Tarsem Singh ismini herhangi bir projede görünce heyecanlanmamak imkansız. Kendisi ta 2000 yılında “The Cell” isimli filmiyle dikkatimizi çekmiş (O zamanlar ziyadesiyle genç olsak da filmdeki görüntü ve sanat yönetiminin cezbedici olduğunu fark etmek zor değildi), “The Cell”den altı yıl sonra da “The Fall” ile iyiden iyiye hayranlığımızı kazanmıştı. Yalnızca ‘Tarsem’ ismini kullanan yönetmenin rejisörlük olarak harika bir performans sergilediği “The Fall”, “Pushing Daisies”den tanıdığımız Lee Pace ile Romanyalı küçük aktris Catinca Untaru’nun aralarındaki kimya ile şahlanıyordu. Muazzam bir işçiliğe ve tasarıma sahip “The Fall”dan altı yıl sonra, Tarsem Singh bu kez “Immortals” adındaki aksiyon filmiyle geri döndü. Fragmanı malum sitelerde yayınlandığında seyirciler arasında oluşan önyargı genel olarak olumsuz yönde değildi. Velakin izledikten sonra insan aynı şeyi düşünemiyor; “Immortals”, son derece kötü bir aksiyon filmi. Ayrıca ortada o kadar kötü bir senaryo var ki, Tarsem Singh’in işçiliği bile filmi kurtaramamış.

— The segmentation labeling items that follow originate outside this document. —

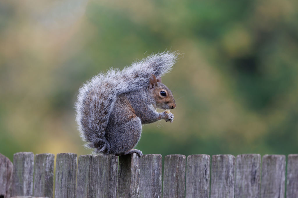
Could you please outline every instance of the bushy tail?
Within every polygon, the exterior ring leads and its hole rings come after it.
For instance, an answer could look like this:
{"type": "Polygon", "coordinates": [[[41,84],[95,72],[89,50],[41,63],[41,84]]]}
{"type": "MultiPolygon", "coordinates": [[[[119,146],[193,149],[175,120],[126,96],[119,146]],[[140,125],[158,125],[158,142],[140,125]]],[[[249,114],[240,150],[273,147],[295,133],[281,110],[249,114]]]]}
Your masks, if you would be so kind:
{"type": "Polygon", "coordinates": [[[120,71],[111,69],[100,73],[80,88],[75,104],[76,120],[81,136],[95,153],[108,154],[110,144],[105,128],[117,96],[148,86],[151,74],[168,72],[178,56],[176,52],[152,54],[120,71]]]}

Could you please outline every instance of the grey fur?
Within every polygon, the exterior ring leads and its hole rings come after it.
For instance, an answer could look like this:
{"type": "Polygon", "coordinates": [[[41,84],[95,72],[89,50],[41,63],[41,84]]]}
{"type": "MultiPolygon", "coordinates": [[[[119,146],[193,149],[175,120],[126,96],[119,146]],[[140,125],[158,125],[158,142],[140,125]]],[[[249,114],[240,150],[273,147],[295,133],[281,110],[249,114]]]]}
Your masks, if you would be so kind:
{"type": "Polygon", "coordinates": [[[122,71],[111,69],[106,74],[100,73],[84,84],[79,90],[75,107],[78,128],[86,146],[94,149],[95,153],[126,154],[139,141],[141,122],[172,121],[172,114],[158,114],[150,107],[155,102],[148,95],[148,86],[151,75],[161,77],[168,72],[178,55],[175,52],[152,54],[122,71]],[[137,117],[125,120],[133,115],[127,113],[131,105],[137,109],[134,113],[137,117]],[[128,137],[128,134],[131,135],[128,137]]]}

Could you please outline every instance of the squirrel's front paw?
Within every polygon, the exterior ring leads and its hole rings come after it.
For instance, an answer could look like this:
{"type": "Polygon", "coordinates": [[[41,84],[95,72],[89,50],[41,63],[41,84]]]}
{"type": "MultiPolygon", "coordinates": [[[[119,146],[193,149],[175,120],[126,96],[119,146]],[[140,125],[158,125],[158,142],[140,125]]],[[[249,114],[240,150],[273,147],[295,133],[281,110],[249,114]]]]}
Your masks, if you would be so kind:
{"type": "Polygon", "coordinates": [[[171,123],[174,120],[174,114],[172,113],[167,113],[165,111],[162,112],[164,115],[164,120],[166,122],[170,122],[171,123]]]}

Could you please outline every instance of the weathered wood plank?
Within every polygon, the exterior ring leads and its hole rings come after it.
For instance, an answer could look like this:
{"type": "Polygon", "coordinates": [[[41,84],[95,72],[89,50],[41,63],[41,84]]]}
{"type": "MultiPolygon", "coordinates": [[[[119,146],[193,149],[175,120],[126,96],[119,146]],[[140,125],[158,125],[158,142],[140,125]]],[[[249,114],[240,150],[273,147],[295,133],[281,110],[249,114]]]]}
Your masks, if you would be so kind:
{"type": "Polygon", "coordinates": [[[139,159],[139,196],[162,197],[162,158],[161,155],[144,155],[139,159]]]}
{"type": "Polygon", "coordinates": [[[80,156],[77,198],[116,197],[118,159],[112,155],[80,156]]]}
{"type": "Polygon", "coordinates": [[[285,156],[265,155],[262,161],[261,197],[284,197],[285,156]]]}
{"type": "Polygon", "coordinates": [[[9,197],[8,190],[13,180],[13,163],[0,153],[0,197],[9,197]]]}
{"type": "Polygon", "coordinates": [[[13,171],[11,195],[32,196],[34,155],[21,152],[13,155],[13,171]]]}
{"type": "Polygon", "coordinates": [[[185,197],[209,198],[210,156],[189,156],[186,164],[185,197]]]}
{"type": "Polygon", "coordinates": [[[260,186],[261,155],[237,156],[235,198],[258,198],[260,186]]]}
{"type": "Polygon", "coordinates": [[[54,154],[49,153],[35,155],[34,196],[53,197],[55,158],[54,154]]]}
{"type": "Polygon", "coordinates": [[[298,154],[288,156],[287,198],[298,197],[298,154]]]}
{"type": "Polygon", "coordinates": [[[163,197],[184,197],[186,157],[182,155],[164,157],[163,197]]]}
{"type": "Polygon", "coordinates": [[[28,196],[14,196],[12,198],[49,198],[44,197],[30,197],[28,196]]]}
{"type": "Polygon", "coordinates": [[[75,197],[77,154],[60,153],[56,159],[55,197],[75,197]]]}
{"type": "Polygon", "coordinates": [[[139,197],[139,158],[137,154],[135,153],[119,156],[118,197],[139,197]]]}
{"type": "Polygon", "coordinates": [[[211,198],[234,198],[235,156],[231,155],[212,156],[211,198]]]}

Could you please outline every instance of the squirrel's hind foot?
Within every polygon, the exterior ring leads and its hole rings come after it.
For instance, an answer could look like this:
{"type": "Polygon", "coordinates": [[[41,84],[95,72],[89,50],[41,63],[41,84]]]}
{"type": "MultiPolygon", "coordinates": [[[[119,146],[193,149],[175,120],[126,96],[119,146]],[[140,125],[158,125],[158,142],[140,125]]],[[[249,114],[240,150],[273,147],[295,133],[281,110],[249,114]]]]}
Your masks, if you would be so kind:
{"type": "Polygon", "coordinates": [[[129,154],[131,154],[131,153],[136,153],[139,156],[141,157],[142,155],[143,155],[143,153],[142,153],[142,151],[141,151],[139,150],[138,150],[138,149],[131,149],[128,151],[126,153],[122,153],[121,154],[116,154],[115,155],[128,155],[129,154]]]}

“Immortals”da Theseus (Henry Cavill) isimli bir ölümlünün hikayesini izliyoruz: Antik Yunan zamanında, Tanrılar Titanlar’a karşı savaşmış ve onları yenmiştir. Bir süre sonra, Tanrılar’a olan inancını yitirmiş güçlü kral Hyperion (Mickey Rourke) Yunanistan’ı tehdit etmeye ve ele geçirmeye başlar. Vahşi bir orduya kumandanlık eden Hyperion, aynı zamanda Ares’e (Daniel Sharman) ait Epirus Yayı’nı aramaktadır. Fakat eski bir kural Tanrılar’ın savaşa karışmaması gerektiğini belirttiği için Zeus (Luke Evans), Theseus adında bir köylüyü Hyperion’a karşı savaşması için gizlice seçer. Annesi gözlerinin önünde Hyperion tarafından öldürülen Theseus, Hyperion’a karşı halkının son umudu olacaktır…

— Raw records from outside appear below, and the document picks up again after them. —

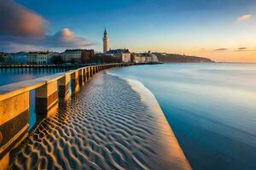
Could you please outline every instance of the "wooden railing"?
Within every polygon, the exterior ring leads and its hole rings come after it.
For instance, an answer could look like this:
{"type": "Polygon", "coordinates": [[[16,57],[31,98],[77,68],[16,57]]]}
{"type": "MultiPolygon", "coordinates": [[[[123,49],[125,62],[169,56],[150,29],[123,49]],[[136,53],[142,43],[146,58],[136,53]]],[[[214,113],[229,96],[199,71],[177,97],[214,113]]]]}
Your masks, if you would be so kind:
{"type": "Polygon", "coordinates": [[[131,64],[119,63],[86,66],[34,80],[0,87],[0,169],[7,169],[9,152],[28,136],[29,92],[35,90],[36,112],[49,114],[61,99],[90,81],[98,71],[131,64]]]}

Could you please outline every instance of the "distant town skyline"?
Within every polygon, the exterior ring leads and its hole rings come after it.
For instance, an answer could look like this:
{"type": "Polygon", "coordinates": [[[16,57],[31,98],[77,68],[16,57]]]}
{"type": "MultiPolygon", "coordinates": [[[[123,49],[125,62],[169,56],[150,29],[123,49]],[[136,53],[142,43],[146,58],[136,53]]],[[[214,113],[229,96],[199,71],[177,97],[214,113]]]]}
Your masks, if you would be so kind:
{"type": "Polygon", "coordinates": [[[256,62],[255,0],[0,0],[0,51],[128,48],[256,62]]]}

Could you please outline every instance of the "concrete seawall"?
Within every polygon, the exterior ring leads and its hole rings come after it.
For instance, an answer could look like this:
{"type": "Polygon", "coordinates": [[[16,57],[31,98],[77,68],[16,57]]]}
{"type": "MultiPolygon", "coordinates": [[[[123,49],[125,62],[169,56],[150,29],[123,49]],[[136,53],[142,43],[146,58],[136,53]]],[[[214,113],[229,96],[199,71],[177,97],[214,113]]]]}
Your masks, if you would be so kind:
{"type": "Polygon", "coordinates": [[[31,81],[0,87],[0,169],[7,169],[9,153],[28,136],[29,92],[36,92],[36,112],[50,114],[58,99],[68,98],[69,83],[72,93],[86,84],[98,71],[132,64],[109,64],[86,66],[31,81]]]}

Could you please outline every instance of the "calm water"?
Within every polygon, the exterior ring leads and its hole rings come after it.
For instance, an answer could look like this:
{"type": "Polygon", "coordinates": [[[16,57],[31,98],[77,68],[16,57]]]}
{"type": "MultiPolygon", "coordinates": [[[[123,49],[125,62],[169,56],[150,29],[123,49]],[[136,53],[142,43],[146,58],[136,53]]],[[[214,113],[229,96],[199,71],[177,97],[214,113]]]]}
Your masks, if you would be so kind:
{"type": "MultiPolygon", "coordinates": [[[[45,76],[51,74],[66,71],[66,69],[56,69],[56,68],[4,68],[0,69],[0,86],[32,80],[34,78],[38,78],[40,76],[45,76]]],[[[29,95],[30,108],[29,108],[29,128],[31,129],[36,122],[36,113],[35,113],[35,92],[32,90],[29,95]]]]}
{"type": "Polygon", "coordinates": [[[194,169],[256,169],[256,65],[166,64],[110,73],[151,90],[194,169]]]}
{"type": "MultiPolygon", "coordinates": [[[[0,71],[0,85],[58,71],[0,71]]],[[[110,72],[143,82],[155,95],[194,169],[256,169],[256,65],[166,64],[110,72]]],[[[33,99],[32,92],[30,113],[33,99]]]]}

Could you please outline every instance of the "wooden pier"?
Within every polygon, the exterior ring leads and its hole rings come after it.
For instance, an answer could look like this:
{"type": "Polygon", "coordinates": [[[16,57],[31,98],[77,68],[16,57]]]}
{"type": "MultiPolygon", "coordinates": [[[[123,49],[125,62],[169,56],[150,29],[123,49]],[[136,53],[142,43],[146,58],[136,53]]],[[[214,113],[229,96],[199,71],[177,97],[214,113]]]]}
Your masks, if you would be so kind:
{"type": "Polygon", "coordinates": [[[72,85],[72,93],[77,93],[96,72],[131,65],[134,64],[85,66],[0,87],[0,169],[8,169],[10,151],[28,136],[31,90],[36,92],[36,112],[48,116],[57,105],[59,99],[68,98],[69,83],[72,85]]]}

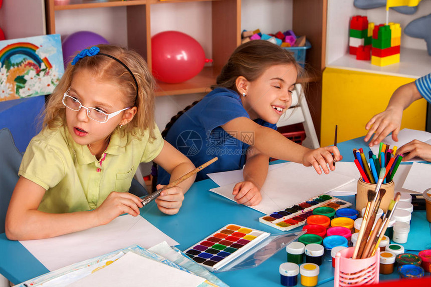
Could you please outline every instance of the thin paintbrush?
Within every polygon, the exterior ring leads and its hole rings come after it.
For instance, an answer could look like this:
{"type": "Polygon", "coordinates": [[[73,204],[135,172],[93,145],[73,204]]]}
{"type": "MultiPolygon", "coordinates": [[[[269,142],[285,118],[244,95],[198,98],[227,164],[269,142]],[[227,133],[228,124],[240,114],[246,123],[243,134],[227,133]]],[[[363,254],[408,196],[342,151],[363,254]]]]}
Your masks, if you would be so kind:
{"type": "Polygon", "coordinates": [[[353,254],[352,256],[353,259],[356,259],[358,255],[358,251],[359,250],[359,245],[362,240],[362,238],[364,235],[364,231],[366,226],[366,218],[368,217],[368,213],[370,209],[370,205],[371,205],[371,201],[374,197],[374,192],[371,189],[368,189],[367,192],[367,196],[368,197],[368,202],[367,202],[367,207],[365,208],[365,212],[364,212],[364,217],[362,219],[362,222],[361,223],[361,227],[359,227],[359,234],[358,234],[358,240],[356,241],[356,245],[355,246],[355,250],[353,251],[353,254]]]}
{"type": "Polygon", "coordinates": [[[383,198],[383,197],[384,196],[385,194],[386,189],[380,189],[380,192],[378,193],[378,199],[377,199],[377,202],[376,202],[374,205],[374,210],[373,210],[372,212],[371,213],[371,215],[369,216],[367,218],[367,227],[365,228],[365,230],[364,231],[363,237],[364,239],[363,239],[362,242],[360,242],[359,250],[358,251],[357,256],[360,257],[360,258],[362,258],[362,252],[363,252],[364,248],[365,247],[365,244],[366,243],[367,240],[370,235],[370,231],[371,231],[371,228],[373,227],[374,219],[375,219],[376,215],[377,215],[377,211],[378,211],[378,208],[380,206],[381,199],[383,198]]]}
{"type": "Polygon", "coordinates": [[[378,231],[380,229],[380,226],[382,225],[382,223],[383,222],[383,215],[382,214],[380,218],[377,219],[376,222],[376,224],[374,225],[374,228],[373,228],[372,231],[371,231],[371,234],[370,235],[369,238],[368,238],[368,240],[367,241],[366,244],[365,244],[365,247],[364,248],[364,251],[362,252],[362,256],[361,258],[367,258],[368,257],[368,253],[370,252],[370,250],[371,249],[371,246],[372,246],[373,243],[373,239],[378,234],[378,231]]]}
{"type": "Polygon", "coordinates": [[[196,167],[196,168],[195,168],[194,169],[193,169],[193,170],[192,170],[191,171],[190,171],[187,173],[186,173],[185,174],[184,174],[184,175],[183,175],[182,176],[181,176],[181,177],[180,177],[179,178],[178,178],[178,179],[177,179],[175,181],[172,181],[172,182],[171,182],[170,183],[169,183],[169,184],[168,184],[167,185],[166,185],[164,187],[162,187],[160,189],[158,189],[158,190],[156,190],[155,191],[154,191],[153,193],[151,193],[149,195],[147,195],[146,196],[145,196],[145,197],[144,197],[142,199],[142,206],[145,206],[146,204],[148,204],[149,203],[150,203],[151,201],[152,201],[153,199],[155,199],[156,198],[156,197],[157,197],[157,196],[159,196],[160,192],[161,192],[162,191],[164,190],[165,189],[167,189],[168,188],[170,188],[171,187],[173,187],[175,185],[177,185],[177,184],[182,182],[183,181],[184,181],[184,180],[185,180],[186,179],[187,179],[187,178],[188,178],[189,177],[190,177],[192,175],[193,175],[196,173],[197,173],[197,172],[199,171],[200,170],[201,170],[202,169],[203,169],[204,168],[205,168],[205,167],[206,167],[207,166],[208,166],[208,165],[209,165],[210,164],[211,164],[211,163],[212,163],[213,162],[214,162],[214,161],[216,161],[218,159],[219,159],[219,158],[216,156],[216,157],[214,157],[212,159],[208,160],[208,161],[207,161],[206,162],[205,162],[205,163],[204,163],[203,164],[202,164],[200,166],[198,166],[198,167],[196,167]]]}
{"type": "Polygon", "coordinates": [[[392,211],[395,210],[395,209],[396,208],[396,205],[398,204],[398,202],[399,201],[399,198],[400,197],[401,194],[399,192],[397,192],[396,194],[395,195],[395,198],[394,198],[393,200],[391,200],[389,207],[387,208],[387,212],[386,213],[386,218],[385,218],[385,222],[384,222],[384,224],[381,228],[381,230],[380,231],[378,238],[375,243],[371,256],[373,255],[375,253],[376,251],[377,251],[379,244],[380,244],[380,241],[381,241],[381,238],[383,238],[383,236],[384,235],[384,232],[386,232],[386,229],[387,228],[388,225],[389,225],[389,222],[392,218],[392,215],[393,214],[392,211]]]}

“Immortals” ile ilgili söylenecek pek fazla şey yok aslında. Kendisi mitolojiyi baz alarak çekilmiş onlarca vasat aksiyon filminden yalnızca biri. Az önce de söylediğimiz gibi mitolojik öğeler taşıyan bir senaryoya sahip olması, fragmanı ve Tarsem Singh ismi izlemeden önce beklentiyi ister istemez artırmış olsa da nereden tutsanız elinizde kalan bir yapım bu film. Sinemada görsellik konusundaki yeteneğine itimadımız sonsuz olan Singh bu filminde de görsel bakımdan karşımıza birçok etkileyici kare çıkarıyor, hakkını yemeyelim. Film sanat yönetimi ve efektler konusunda da çok kötü değil. Yani “Immortals”ın teknik anlamda pek bir sıkıntısı yok; efektlerin ve aksiyon sahnelerinin üzerinde belli ki uzun uzadıya düşünülmüş. Mesela filmin ikinci yarısının sonlarındaki savaş sahnesinin koreografisi epey etkileyici. Fakat yazılan senaryo ve dolayısıyla etkilediği kurgu o kadar kötü ve garip bir biçimde ilerliyor ki, bir süre sonra sahneler ve karakterler arasındaki bağlar dahi kafanızı karıştırıyor. Ayrıca senaryo kendi içinde birçok tutarsızlık ve mantık hatası barındırıyor (Mesela, çok da ayrıntıya girmeden söyleyelim; Zeus'un oğlu Ares'i gidip gözünü kırpmadan öldürmesi).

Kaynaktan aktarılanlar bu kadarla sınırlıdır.